Monday was the May Day holiday so it was a four-day week.  I spent three of the available days working on the Speak For Yersel project.  I completed work on the age-based questions for the lexical follow-on section.  We wanted to split responses based on the age of the respondent, but I had a question about this:  Should the age filters be fixed or dynamic?  We say 18 and younger / 60 and older but we don’t register ages for users, we register dates of birth.  I can therefore make the age filters fixed (i.e. birth >=2004 for 18, birth <=1962 for 60) or dynamic (e.g. birth >= currentyear-18 and birth <= currentyear -60).  However, each of these approaches have issues.  With the former with each passing year the boundaries will change.  With the latter we end up losing data with each passing year (if someone is 18 when they submitted their data in 2022 then their data will be automatically excluded next year).  I realised that there is a third way:  When a person registers I log the exact time of registration so I can ascertain their age at the point when they registered and this will never change.  I decided to do this instead, although it does mean that the answers of someone who is 18 today will be lumped in with the answers of someone who is 18 in 10 years time, which might cause issues.  However, we can always change how the age boundaries work at a later date.  Below is a screenshot of one of the date questions (more data is obviously still needed):

Whilst working on this I realised there is another problem with this type of question:  Unless we have equal numbers of young and old respondents is it not likely that the data visualised on the map will be misleading?  Say we have 100 ‘older’ respondents but 1000 ‘younger’ ones due to us targeting school children.  If 50% of the older respondents say ‘scunnered’ then there will be 50 ‘older’ markers on the map.  If 10% of the younger respondents say ‘scunnered’ then there will be 100 ‘younger’ markers on the map, meaning our answer ‘older’ (which is marked as ‘correct’) will look wrong even though statistically it is correct.  I’m not sure how we can get around this unless we maybe plot the markers for each age group who don’t use the form as well, so as to let people see the total number of people in each group.  Maybe using a smaller marker and / or a lighter shade for the people who didn’t say a form.  I raised this issue with the team and this is the approach we will probably take.

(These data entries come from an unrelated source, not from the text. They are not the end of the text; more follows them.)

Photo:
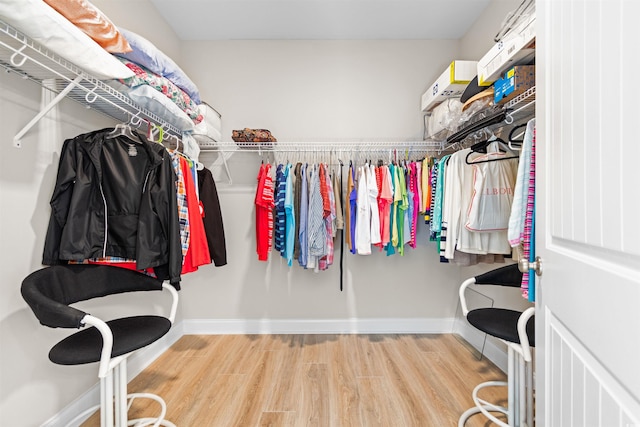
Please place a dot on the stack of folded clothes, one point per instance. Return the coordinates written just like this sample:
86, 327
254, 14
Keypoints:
253, 135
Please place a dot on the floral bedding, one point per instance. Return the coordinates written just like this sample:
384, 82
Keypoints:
163, 85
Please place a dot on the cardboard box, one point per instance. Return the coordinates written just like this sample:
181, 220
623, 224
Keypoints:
515, 81
517, 48
451, 83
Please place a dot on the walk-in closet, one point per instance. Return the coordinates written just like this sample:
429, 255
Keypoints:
288, 213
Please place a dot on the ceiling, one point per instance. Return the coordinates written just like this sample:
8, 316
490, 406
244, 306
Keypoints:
320, 19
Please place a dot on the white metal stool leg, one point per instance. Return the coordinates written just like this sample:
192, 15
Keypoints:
519, 409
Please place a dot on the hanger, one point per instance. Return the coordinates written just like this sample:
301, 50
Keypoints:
481, 147
125, 129
512, 138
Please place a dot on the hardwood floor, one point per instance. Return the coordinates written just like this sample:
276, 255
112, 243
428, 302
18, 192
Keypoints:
316, 380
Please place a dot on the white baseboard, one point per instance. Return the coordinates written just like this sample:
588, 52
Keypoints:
135, 364
317, 326
493, 350
139, 361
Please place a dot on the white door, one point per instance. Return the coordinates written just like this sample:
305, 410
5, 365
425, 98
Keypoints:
588, 213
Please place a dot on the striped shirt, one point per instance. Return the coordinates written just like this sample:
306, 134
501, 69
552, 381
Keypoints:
279, 228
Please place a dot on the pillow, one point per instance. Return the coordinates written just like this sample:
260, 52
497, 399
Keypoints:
155, 102
165, 86
211, 123
93, 23
38, 21
149, 56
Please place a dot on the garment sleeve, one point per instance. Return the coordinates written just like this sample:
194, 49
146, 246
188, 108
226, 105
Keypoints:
213, 224
60, 203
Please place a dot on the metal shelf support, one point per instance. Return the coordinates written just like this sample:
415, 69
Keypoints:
43, 112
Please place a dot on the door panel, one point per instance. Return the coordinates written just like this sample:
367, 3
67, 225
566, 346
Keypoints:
587, 204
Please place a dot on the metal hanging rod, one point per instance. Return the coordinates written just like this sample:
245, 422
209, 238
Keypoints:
314, 147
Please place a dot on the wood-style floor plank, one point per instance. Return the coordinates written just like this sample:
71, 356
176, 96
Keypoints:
406, 380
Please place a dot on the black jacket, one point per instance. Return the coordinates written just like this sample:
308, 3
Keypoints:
115, 196
213, 225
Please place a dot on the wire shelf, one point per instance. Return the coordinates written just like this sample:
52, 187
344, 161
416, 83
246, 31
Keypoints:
21, 55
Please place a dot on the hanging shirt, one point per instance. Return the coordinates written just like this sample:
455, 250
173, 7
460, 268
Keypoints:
279, 226
212, 218
363, 221
386, 199
315, 222
264, 202
304, 212
327, 260
372, 190
427, 188
353, 197
297, 195
528, 242
198, 252
397, 200
403, 210
181, 194
521, 190
338, 202
290, 221
347, 208
415, 190
392, 211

I then moved onto the follow-on activities for the ‘Sounds about right’ section.  Tis involved creating a ‘drag and drop’ feature where possible answers need to be dropped into boxes.  The mockup suggested that the draggable boxes should disappear from the list of options when dropped elsewhere but I’ve changed it so that the choices don’t disappear from the list, but instead the action copies the contents to the dotted area when you drop your selection.  The reason I’ve done it this way is that if the entire contents move over we could end up with someone dropping several into one box, or if they drop an option into the wrong box they would then have to drag it from the wrong box into the right one before they can try another word in the same box and it can all get very messy (e.g. if there are several words dropped into one box then do we consider this ‘correct’ if one of the words is the right one?).  This way keeps things a lot simpler.  However, it does mean the words the user has already successfully dropped still appear as selectable in the list, which might confuse people and I could disable or remove an option once it’s been correctly placed.  Below is a screenshot of the activity with one of the options dropped:

The next activity asks people to see whether rules apply to all words with the same sounds by selecting ‘yes’ or ‘no’ for each.  I set it up so that the ‘check answers’ button only appears once the user has selected ‘yes’ or ‘no’ for all of the words, and on checking the answers a tick or a cross is added to the right of the ‘yes’ and ‘no’ options.  The user must correct their answers and select ‘check answers’ again before the ‘Check answers’ button is replaced with a ‘Next’ button.  See a screenshot below:

With these in place I then moved onto the ‘perception’ activity, that I’d started to look into last week.  I completed stages 1 and 2 of this activity, allowing the user to rate how they think a person from a region sounds using the seven sliding scales as criteria, as you can see below:

And then rating actual sound clips of speakers from certain areas using the same seven criteria, as the screenshot below shows:

Finally, I created the ‘explore more’ option for the perception activity, which consists of two sections.  The first allows the user to select a region and view the average rating given by all respondents for that region, plotted on ‘read only’ versions of the same sliding scales.  The team had requested that the scales animated to their new locations when a new region was selected and although it took me a little bit of time to implement this I got it working in the end and I think it works really well.  The second option is very similar only it allows the user to select both the speaker and the listener, so you can see (for example) how people from Glasgow rate people from Edinburgh.  At the moment we don’t have information in the system that links up a user and the broader region, so for now this option is using sample data, but the actual system is fully operational.  Below is a screenshot of the first ‘explore’ option:

I feel like I’ve made really good progress with the project this week, but there is still a lot more to implement and I’ll continue with this next week.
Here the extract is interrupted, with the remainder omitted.